New world records attract worldwide attention year after year. Although they are mostly about individual performances, they bolster our collective idea about the human race and its capabilities. This kind of thinking is something very integral of our true nature; despite basing our superiority on the planet on wit, we still greatly value our physical prowess. In the modern age, athletic feats have gained more significance as the requirements of the time restrict the development of our physical attributes.
A hundred years ago the gap between the physical performances of common people and professionals wasn’t as wide as it is today.
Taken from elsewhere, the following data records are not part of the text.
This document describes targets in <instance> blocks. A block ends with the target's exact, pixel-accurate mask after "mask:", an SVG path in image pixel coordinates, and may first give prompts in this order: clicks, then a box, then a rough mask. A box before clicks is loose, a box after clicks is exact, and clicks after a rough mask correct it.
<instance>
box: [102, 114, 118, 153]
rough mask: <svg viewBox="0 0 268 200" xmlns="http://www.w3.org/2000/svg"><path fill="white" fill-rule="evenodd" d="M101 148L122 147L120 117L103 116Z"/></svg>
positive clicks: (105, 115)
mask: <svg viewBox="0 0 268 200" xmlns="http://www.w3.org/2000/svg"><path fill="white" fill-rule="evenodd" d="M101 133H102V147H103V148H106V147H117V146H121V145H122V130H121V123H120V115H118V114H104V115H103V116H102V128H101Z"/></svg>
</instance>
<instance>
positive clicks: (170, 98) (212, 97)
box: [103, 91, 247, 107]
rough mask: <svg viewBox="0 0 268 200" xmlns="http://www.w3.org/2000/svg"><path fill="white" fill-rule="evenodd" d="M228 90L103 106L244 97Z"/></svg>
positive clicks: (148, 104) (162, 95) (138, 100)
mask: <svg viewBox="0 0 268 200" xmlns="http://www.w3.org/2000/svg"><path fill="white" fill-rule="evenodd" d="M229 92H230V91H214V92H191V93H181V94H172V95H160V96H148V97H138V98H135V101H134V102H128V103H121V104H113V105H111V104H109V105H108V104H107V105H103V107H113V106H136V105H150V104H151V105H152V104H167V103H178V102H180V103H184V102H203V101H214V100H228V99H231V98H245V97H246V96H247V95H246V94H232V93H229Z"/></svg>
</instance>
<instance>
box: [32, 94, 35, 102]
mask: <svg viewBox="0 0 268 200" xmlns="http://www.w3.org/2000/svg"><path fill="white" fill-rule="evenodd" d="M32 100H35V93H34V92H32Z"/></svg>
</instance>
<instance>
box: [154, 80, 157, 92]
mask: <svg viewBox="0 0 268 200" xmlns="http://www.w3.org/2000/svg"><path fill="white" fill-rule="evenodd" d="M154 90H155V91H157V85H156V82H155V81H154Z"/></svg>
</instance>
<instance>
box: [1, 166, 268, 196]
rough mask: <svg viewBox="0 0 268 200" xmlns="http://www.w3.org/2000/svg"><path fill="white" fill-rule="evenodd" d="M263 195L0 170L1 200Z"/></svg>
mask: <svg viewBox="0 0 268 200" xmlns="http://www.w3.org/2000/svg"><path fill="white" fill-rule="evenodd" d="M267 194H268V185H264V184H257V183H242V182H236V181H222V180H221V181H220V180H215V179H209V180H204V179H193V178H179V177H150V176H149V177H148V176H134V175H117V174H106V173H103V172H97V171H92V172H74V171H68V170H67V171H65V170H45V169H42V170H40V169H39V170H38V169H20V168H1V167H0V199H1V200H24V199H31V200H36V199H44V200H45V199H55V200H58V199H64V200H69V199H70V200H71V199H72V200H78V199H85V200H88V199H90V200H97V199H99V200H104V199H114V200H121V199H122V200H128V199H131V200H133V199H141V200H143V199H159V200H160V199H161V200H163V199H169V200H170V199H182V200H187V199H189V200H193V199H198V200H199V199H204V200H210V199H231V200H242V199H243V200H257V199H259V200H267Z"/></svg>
The Ethiopian Kenenisa Bekele’s 10,000m world record time 26:17:53 from 2005, for example, is mind-boggling. Most of us would probably struggle doing this distance even in twice the time, 52 minutes! Here are some of the world records held for the longest:
Jesse Owens, USA, long jump: 8,13m – held for 25 years (1935-1960)
Jarmila Kratochvílová, CZE, 800m: 1:53:28 – held for 28 years (1983-)
Jürgen Schult, GER, discus throwing: 74.08m – held for 25 years (1986-)
Marita Koch, GDR (East Germany), 400m: 00:47:60 – held for 26 years (1985-)
Jonathan Edwards, GBR, triple jump: 18.29m – held for 16 years (1995-)
Ingrid Kristiansen, NOR, 5000m: 14:37:33 – held for 9 years (1986-1995)
Sergey Bubka, UKR, pole vault: 6.14m – held for 17 years (1994-)
Each year sees a new world record. Although the great athletes of the world are pushing their limits, there’s always someone better. It’s going to be interesting to see how much higher the records can go!